Award-Winning Books Kids Will Love (and May Make Adults Cry)
The Quiltmaker's Gift by Jeff Brumbeau, illustrated by Gail de Marcken
Once upon a time, a king who had everything discovered one more thing he wanted: a beautiful quilt by a humble quiltmaker. The woman always gave her creations to those who needed their warmth, but she promises to give the king a quilt when he, too, truly needs one. In his greed, he begins to give away his princely treasures, only to discover that he likes giving while expecting nothing in return. The bestselling tale of generosity is paired with illustrations by Gail de Marcken that are sure to delight eyes young and old.
A Sick Day for Amos McGee by Philip C. Stead, illustrated by Erin E. Stead
We all have sick days, but this book is sure to cheer up anyone with the sniffles. Zookeeper Amos McGee is a close friend of all the animals in his care. When one day he does not show up to work, his friends know he must be sick. A whole menagerie descends on his house to cheer him (and you) up, as only best friends do. The woodblock illustrations won the 2011 Caldecott Medal, and you'll be tempted to frame the pages for your child's room.
Here We Are: Notes for Living on Planet Earth by Oliver Jeffers
Published in 2017, this #1 New York Times bestseller by Oliver Jeffers was written for the author's own child.

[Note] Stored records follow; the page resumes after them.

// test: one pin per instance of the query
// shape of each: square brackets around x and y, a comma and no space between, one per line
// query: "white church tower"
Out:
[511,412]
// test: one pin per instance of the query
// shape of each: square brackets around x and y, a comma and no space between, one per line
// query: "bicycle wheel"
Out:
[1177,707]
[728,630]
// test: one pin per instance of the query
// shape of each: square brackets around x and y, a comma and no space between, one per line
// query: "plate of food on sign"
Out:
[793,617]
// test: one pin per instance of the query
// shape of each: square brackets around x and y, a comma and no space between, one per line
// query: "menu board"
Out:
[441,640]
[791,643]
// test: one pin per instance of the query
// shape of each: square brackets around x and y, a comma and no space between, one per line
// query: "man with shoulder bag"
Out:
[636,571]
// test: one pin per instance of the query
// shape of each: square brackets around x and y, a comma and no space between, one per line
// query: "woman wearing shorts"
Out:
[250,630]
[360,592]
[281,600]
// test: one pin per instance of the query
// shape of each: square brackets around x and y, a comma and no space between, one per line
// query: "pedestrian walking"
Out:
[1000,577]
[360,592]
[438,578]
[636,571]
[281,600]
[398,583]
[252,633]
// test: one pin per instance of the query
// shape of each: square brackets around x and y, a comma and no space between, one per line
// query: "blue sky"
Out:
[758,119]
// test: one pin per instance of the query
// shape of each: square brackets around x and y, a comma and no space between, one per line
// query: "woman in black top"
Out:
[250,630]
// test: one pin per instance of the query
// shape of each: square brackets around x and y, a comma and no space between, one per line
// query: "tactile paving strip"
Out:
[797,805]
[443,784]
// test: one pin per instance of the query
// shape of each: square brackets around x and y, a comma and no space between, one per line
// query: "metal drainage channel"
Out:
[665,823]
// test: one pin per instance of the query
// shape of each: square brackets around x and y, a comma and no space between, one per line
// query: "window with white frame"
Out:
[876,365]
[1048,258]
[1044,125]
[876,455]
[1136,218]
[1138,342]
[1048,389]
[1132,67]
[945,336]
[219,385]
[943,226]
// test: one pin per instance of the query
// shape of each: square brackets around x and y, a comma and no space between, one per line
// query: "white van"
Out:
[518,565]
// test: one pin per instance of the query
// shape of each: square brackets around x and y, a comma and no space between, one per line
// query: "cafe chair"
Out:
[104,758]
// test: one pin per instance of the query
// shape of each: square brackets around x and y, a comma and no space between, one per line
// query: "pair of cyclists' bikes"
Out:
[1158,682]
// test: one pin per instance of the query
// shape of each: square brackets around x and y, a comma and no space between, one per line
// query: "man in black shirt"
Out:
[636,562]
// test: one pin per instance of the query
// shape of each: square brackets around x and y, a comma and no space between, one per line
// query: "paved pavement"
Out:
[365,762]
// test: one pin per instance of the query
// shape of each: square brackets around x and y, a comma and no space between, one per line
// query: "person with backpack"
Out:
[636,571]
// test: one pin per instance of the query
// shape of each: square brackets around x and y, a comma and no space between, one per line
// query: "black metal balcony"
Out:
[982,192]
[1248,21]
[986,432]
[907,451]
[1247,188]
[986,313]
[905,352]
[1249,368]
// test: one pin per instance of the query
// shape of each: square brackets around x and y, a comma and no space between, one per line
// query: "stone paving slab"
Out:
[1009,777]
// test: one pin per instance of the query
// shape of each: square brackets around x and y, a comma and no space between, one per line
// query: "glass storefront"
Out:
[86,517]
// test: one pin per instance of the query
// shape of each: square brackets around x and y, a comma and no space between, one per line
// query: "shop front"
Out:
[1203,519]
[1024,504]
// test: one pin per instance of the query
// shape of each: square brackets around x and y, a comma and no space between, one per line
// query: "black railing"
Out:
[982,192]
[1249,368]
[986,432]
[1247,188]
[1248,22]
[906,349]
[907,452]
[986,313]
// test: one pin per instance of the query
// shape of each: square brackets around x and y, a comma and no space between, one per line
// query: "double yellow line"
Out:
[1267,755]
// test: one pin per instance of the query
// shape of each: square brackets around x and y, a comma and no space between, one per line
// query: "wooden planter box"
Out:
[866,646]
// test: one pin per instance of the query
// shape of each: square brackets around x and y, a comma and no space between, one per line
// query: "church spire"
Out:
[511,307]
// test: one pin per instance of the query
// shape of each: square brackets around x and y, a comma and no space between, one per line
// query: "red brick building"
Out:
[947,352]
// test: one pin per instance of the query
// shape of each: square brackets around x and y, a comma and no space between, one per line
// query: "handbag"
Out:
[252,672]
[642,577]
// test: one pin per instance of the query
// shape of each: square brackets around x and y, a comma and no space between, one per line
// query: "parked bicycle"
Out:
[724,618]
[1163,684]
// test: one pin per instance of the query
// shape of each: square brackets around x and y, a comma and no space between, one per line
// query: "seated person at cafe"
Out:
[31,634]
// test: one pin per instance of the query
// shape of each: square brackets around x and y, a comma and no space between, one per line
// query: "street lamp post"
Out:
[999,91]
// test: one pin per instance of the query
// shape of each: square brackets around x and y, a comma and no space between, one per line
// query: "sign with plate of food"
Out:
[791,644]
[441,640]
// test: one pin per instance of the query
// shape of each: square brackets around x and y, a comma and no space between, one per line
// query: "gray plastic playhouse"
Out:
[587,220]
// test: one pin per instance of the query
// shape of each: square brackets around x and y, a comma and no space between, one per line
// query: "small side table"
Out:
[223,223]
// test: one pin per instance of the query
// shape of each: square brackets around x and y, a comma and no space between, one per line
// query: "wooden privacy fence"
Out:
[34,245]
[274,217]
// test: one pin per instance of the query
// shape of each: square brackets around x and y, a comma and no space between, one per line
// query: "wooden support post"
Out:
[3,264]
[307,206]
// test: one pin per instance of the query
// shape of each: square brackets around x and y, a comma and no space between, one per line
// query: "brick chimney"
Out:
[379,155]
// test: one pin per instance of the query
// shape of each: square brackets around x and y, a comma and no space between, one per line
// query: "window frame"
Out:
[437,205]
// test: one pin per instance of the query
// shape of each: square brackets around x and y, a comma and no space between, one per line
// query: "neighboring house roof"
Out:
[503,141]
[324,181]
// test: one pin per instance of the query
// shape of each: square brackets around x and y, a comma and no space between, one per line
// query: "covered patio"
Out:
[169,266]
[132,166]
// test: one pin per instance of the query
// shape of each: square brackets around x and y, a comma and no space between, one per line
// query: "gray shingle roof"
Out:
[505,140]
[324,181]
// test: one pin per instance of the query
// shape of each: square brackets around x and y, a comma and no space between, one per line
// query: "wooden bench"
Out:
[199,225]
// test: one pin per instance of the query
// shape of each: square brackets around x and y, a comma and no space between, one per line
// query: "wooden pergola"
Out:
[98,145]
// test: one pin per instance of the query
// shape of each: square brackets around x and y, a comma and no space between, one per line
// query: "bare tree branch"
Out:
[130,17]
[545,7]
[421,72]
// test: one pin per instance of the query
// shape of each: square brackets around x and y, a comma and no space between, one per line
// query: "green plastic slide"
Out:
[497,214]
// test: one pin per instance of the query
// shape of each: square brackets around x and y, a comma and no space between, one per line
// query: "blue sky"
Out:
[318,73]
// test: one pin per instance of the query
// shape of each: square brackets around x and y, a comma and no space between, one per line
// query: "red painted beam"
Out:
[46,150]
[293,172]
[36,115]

Through gentle humor, the book offers the introduction to the world any young human needs. With a resounding critical reception, the School Library Journal dubbed this book “a sweet and tender distillation of what every Earthling needs to know and might well spend a lifetime striving to achieve.”
Last Stop on Market Street by Matt de la Peña, illustrated by Christian Robinson
Winning the 2016 Newbery Medal, a Caldecott Honor, and a Coretta Scott King Illustrator Honor, this book highlights the relationship of CJ and his grandmother through dialogue about their urban surroundings. The two together find beauty in the everyday in ways that both children and adults will appreciate.
The Relatives Came by Cynthia Rylant, illustrated by Stephen Gammell
This 1986 gem is more timely now than ever. Bumping up the road in a rustic station wagon arrive the relatives, making the house crowded, loud, and full of excitement. After a summer full of joy and love, the young narrator's sadness when the relatives leave is understandable. However, she knows they will come back next summer and all be together again. Guaranteed to make homesick adults cry, this book is a beautiful articulation that family is always family, and one day we will be together again.